The researcher's understanding of the complexity of the categories themselves, as well as their relationships with other categories, develops as the analytical process continues. However, Hammersley and Atkinson (1995) argue that such development is rarely characterised as pure induction: theoretical ideas, as well as common-sense

understandings also contribute to the analysis. As regards the former, they suggest that: "Where a category forms part o f a typology or model developed by others, however loosely constructed, relations with other categories may be implied that can be tentatively explored in the data" (p. 212).

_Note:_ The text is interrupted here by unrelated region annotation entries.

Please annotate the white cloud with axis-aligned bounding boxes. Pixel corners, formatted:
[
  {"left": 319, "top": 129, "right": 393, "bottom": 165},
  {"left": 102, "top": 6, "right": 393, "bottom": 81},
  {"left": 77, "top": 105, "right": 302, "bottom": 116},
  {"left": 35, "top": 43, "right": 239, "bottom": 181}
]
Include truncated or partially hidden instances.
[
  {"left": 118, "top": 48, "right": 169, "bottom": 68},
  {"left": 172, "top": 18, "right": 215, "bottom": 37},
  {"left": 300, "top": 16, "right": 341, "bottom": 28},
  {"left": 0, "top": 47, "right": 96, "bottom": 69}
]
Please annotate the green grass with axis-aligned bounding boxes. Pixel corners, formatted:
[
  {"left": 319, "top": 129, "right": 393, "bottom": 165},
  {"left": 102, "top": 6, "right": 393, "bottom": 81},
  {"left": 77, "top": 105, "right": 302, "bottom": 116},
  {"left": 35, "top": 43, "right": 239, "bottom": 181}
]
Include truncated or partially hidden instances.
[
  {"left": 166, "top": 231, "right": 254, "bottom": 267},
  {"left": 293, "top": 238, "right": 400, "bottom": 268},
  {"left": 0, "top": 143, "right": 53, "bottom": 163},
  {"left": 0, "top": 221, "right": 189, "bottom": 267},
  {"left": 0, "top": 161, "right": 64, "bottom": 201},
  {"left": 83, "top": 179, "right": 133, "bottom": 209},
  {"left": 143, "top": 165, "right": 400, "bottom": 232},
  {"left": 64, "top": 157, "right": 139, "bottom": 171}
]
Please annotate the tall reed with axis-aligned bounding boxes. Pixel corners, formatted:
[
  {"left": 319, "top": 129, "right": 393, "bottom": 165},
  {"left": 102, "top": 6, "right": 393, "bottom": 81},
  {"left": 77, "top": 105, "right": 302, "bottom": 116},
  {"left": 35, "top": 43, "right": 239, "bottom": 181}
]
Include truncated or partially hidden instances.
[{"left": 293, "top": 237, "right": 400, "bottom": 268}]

Existing typologies can thus be "tested" in relation to the data at hand. Hammersley and Atkinson suggest, however, that most models are not sufficiently robust to be applied in this way. In their view, "the process of testing requires considerable further development of the theory or explanation" (p. 214). This has certainly been so in the case of this study. For example, section 2.2.4 discusses the potential usefulness of a typology used to explain the move to self-employment, put forward by Stanworth and Stanworth (1995). In section 6.2, which focuses on respondents' decisions to become self- employed, this typology is "tested" in relation to the data generated in this study (by "tested" I mean that it was applied to the accounts of each of the twenty-four

respondents). As reported in detail in that section, where it appeared to "fit" for a small number of women, problems emerged when applied to the majority. Questions were then asked about what those few had in common, which differentiated them from most of the other respondents. Thus a dialogue ensued between the typology and the data, and between the accounts of various groups of respondents themselves, eventually resulting in a much clearer understanding of those aspects of the typology which were useful and should be retained, and those which needed further refinement and revision.

Lofland (1970) maintains that in the development of typologies, and new theoretical frameworks for understanding, much ethnographic work suffers from "analytic

interruptus"! That is, he suggests that analysts "'fail to follow through to implied logical conclusion... to reach [the] initially implied climax'" (p. 42)! Lofland's approach is systematic and painstaking, and involves:

• a thorough examination of all the data generated on a particular issue; • the "teasing out" of variations, discontinuing and exceptional cases; • their classification into an "articulate set of types"; and

• an orderly presentation of the resulting typology or model.

The approach to analysis and theory-development undertaken in this study broadly follows these recommendations. This constant interplay between the data and the emerging analysis is rigorous and ensures a high level of attention to detail, elucidating both the similarities and differences between different respondents' accounts, and within individual stories.